2. Postérieurement à l’introduction de la requête, le service des visas à Bangui a convoqué les deux enfants, mais que faute de se présenter avec un représentant légal et les documents requis, leur demande n’a pu être enregistré, de sorte que par un second mail du 21 août 2023, le service des visas l’a informé qu’ils pourraient obtenir un nouveau rendez-vous dès lors qu’ils seront accompagnés par une personne majeure et légalement responsable d’eux à Bangui. Par courrier enregistré le 24 août 2023 Mme E C se désiste de ses conclusions à fin de suspension dès lors que l’autorité consulaire française à Bangui (République Centrafricaine) a de nouveau convoqué en vue d’enregistrer les demandes de visas sollicitées par les enfants A B et F D le 29 août 2023. Ce désistement est sans réserve il y a lieu d’en donner acte.
3. Mme C n’a pas déposé de demande d’aide juridictionnelle auprès du bureau d’aide juridictionnelle près le tribunal judiciaire de Nantes à la date du présent jugement. Par suite, il n’y a pas lieu de l’admettre au bénéfice de l’aide juridictionnelle provisoire.
4. Il y a lieu, dans les circonstances de l’espèce, de mettre à la charge de l’Etat, une somme de 500 euros au titre des frais exposés par Mme C et non compris dans les dépens.
O R D O N N E :
Article 1er : Il est donné acte du désistement des conclusions présentées par Mme C aux fins de suspensions et d’injonction.

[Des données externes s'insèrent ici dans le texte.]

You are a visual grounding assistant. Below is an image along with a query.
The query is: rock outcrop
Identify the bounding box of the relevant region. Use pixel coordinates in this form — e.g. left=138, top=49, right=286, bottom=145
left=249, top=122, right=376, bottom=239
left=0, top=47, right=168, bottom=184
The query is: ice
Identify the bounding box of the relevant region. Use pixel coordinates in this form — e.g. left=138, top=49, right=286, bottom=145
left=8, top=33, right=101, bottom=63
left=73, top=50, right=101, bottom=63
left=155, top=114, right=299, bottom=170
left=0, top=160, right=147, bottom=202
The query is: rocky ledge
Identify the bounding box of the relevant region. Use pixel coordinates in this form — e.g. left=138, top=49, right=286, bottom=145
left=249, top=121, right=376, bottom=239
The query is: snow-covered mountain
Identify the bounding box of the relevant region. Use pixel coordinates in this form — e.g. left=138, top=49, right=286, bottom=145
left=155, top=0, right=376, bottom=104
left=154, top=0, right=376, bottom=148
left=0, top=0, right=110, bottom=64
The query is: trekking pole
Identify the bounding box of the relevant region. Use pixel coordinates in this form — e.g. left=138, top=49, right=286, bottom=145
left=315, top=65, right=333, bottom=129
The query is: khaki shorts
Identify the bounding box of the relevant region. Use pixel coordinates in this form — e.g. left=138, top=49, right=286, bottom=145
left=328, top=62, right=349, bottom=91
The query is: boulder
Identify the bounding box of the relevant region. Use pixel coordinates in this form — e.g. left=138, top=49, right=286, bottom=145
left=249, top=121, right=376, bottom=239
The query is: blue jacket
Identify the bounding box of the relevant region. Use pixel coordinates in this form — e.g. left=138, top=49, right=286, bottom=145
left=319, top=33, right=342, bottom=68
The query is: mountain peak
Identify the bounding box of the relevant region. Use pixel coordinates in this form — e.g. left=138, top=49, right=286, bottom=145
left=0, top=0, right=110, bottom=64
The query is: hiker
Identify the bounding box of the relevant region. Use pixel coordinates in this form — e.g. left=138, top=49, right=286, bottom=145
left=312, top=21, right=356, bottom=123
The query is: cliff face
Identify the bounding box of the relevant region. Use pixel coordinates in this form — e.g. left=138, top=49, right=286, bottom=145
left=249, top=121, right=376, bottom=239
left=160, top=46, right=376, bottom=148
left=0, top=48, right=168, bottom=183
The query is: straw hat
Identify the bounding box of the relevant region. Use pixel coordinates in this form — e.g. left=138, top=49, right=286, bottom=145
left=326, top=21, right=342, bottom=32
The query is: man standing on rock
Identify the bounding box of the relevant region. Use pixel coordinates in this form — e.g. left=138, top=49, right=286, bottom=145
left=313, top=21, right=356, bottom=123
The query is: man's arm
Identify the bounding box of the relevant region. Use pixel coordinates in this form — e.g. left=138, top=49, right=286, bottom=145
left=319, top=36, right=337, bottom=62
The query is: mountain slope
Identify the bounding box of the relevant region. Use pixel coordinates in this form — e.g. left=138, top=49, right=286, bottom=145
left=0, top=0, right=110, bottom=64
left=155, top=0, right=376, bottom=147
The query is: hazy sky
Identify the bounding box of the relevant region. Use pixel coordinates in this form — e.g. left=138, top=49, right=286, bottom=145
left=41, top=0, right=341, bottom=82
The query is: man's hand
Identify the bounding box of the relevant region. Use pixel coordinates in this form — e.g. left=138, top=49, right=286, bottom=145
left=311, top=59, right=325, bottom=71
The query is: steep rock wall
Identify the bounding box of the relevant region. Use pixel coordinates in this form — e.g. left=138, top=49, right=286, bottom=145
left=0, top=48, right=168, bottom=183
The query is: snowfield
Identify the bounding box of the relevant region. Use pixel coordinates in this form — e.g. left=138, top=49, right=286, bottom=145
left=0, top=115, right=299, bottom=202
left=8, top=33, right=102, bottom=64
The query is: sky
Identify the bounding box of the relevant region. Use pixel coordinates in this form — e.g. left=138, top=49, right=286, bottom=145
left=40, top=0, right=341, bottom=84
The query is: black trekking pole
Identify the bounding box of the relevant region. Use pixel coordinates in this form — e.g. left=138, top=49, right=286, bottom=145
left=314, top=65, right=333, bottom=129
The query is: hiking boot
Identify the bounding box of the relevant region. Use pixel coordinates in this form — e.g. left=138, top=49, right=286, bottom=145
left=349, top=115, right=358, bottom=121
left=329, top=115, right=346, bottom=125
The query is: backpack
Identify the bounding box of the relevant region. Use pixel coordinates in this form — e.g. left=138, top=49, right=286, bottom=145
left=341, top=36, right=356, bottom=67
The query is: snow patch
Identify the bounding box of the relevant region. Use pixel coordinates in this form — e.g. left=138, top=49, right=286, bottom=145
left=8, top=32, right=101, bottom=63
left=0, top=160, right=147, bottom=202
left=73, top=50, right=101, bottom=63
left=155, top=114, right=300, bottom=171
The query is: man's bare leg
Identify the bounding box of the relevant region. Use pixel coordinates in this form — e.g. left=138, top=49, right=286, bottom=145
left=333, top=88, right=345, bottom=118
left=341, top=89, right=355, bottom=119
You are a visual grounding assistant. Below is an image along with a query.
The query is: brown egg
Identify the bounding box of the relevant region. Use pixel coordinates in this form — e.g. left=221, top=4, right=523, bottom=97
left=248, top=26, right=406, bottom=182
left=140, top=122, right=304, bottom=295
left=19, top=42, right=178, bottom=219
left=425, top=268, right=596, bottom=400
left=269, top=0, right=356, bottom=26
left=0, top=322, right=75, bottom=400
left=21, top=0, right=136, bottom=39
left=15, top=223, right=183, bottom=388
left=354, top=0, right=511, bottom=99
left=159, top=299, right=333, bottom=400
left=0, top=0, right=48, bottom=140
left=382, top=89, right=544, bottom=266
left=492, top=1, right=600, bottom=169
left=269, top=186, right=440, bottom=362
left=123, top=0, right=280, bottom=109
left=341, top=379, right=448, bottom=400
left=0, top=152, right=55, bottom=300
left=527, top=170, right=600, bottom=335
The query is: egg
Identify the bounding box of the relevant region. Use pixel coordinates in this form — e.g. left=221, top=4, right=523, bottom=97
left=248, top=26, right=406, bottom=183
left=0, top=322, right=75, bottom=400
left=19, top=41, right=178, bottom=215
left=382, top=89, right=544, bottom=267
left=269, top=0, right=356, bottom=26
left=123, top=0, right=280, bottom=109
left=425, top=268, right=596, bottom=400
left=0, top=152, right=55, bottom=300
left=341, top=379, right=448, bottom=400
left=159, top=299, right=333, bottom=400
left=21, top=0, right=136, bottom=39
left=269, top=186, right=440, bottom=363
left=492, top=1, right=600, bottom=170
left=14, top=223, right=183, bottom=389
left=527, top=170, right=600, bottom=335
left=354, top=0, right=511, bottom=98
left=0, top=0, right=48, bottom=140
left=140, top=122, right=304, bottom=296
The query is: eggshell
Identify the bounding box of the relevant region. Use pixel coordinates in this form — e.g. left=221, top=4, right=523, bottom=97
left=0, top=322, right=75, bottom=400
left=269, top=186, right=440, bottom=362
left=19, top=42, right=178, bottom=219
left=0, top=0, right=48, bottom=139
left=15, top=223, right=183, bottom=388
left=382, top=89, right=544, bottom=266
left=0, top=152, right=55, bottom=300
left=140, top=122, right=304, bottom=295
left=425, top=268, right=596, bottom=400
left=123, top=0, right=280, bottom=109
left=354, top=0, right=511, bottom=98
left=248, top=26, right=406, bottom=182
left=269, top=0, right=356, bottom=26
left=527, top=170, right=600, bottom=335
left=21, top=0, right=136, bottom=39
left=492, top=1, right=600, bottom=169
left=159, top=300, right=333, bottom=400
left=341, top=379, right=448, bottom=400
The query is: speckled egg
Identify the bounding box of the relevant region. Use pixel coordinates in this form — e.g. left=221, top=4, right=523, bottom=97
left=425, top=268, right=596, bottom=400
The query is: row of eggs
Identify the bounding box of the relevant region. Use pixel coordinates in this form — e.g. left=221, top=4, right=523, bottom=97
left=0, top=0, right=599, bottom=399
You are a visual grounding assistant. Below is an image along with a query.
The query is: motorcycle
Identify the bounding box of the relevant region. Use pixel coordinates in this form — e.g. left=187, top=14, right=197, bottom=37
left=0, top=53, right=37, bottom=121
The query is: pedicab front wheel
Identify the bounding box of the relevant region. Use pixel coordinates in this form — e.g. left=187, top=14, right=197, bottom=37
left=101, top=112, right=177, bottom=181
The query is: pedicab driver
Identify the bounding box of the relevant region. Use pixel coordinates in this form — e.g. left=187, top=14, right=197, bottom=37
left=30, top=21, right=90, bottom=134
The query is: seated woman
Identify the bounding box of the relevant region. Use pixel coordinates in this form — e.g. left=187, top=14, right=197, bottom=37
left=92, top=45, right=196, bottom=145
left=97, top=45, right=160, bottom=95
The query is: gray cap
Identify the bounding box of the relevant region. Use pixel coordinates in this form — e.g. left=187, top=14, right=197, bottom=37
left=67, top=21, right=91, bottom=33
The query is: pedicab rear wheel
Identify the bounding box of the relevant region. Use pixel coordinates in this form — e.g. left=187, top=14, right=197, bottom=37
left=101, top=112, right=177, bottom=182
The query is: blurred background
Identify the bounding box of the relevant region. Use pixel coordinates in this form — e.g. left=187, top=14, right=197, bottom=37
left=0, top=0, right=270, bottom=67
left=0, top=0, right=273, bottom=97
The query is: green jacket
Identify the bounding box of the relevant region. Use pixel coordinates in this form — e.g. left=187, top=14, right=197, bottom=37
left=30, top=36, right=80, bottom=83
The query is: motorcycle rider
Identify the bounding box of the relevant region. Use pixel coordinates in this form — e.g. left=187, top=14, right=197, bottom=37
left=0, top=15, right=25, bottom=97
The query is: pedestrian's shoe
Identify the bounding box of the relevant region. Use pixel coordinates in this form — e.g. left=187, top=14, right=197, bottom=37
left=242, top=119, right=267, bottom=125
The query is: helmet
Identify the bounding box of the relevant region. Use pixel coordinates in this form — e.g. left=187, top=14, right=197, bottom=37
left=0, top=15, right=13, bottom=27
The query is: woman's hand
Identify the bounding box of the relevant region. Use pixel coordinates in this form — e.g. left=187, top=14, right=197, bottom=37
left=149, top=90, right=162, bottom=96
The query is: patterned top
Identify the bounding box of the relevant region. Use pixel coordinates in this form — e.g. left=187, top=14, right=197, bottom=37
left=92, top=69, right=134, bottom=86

Article 2 : L’Etat versera à Mme C la somme de 500 euros au titre des dispositions de l’article L. 761-1 du code de justice administrative.

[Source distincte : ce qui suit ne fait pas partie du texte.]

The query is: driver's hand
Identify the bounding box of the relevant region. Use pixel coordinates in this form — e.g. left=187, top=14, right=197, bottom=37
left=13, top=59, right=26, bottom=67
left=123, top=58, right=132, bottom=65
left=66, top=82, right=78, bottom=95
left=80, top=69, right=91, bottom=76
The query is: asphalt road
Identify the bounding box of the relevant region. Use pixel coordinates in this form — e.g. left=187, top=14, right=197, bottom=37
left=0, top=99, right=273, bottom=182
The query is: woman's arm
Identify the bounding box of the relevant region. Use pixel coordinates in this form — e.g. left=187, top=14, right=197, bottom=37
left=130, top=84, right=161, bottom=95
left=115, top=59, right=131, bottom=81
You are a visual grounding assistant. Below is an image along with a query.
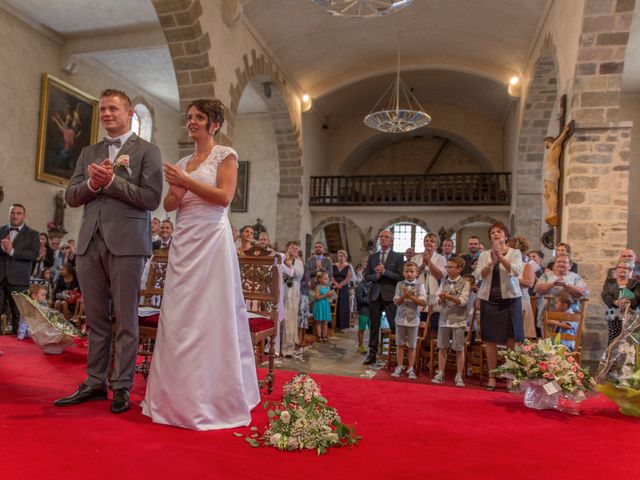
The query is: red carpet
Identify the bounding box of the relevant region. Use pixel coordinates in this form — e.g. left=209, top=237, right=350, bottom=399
left=0, top=336, right=640, bottom=480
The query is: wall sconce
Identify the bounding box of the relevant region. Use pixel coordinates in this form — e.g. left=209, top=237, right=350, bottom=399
left=507, top=75, right=522, bottom=98
left=300, top=93, right=313, bottom=112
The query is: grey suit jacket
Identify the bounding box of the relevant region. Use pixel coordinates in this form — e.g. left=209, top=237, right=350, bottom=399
left=0, top=225, right=40, bottom=286
left=66, top=134, right=162, bottom=256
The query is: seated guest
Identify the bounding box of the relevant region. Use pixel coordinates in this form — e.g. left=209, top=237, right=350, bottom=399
left=535, top=253, right=589, bottom=328
left=54, top=263, right=80, bottom=320
left=547, top=292, right=578, bottom=352
left=601, top=262, right=640, bottom=344
left=431, top=257, right=471, bottom=388
left=607, top=248, right=640, bottom=280
left=238, top=225, right=253, bottom=255
left=547, top=243, right=578, bottom=273
left=152, top=220, right=173, bottom=251
left=31, top=232, right=53, bottom=277
left=391, top=262, right=427, bottom=380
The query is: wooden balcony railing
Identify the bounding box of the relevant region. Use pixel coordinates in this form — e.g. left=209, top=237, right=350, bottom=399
left=309, top=172, right=511, bottom=206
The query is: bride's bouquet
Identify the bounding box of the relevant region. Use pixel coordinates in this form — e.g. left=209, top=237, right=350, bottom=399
left=495, top=336, right=596, bottom=414
left=240, top=373, right=361, bottom=455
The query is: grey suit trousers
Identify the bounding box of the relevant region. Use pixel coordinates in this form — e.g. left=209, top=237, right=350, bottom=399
left=76, top=228, right=145, bottom=389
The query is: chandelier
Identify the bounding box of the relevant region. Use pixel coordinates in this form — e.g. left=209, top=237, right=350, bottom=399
left=311, top=0, right=413, bottom=17
left=364, top=52, right=431, bottom=133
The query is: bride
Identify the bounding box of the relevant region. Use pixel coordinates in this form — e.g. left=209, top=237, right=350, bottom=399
left=142, top=100, right=260, bottom=430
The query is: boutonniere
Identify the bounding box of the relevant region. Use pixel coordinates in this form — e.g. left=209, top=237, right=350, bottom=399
left=113, top=155, right=131, bottom=175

Article 3 : La présente ordonnance sera notifiée à Mme E C et au ministre de l’intérieur et des outre-mer.
Fait à Nantes, le 29 août 2023.
Le juge des référés,
B. ECHASSERIEAU
La République mande et ordonne au ministre de l’intérieur et des outre-mer en ce qui le concerne ou à tous commissaires de justice à ce requis en ce qui concerne les voies de droit commun contre les parties privées, de pourvoir à l’exécution de la présente décision.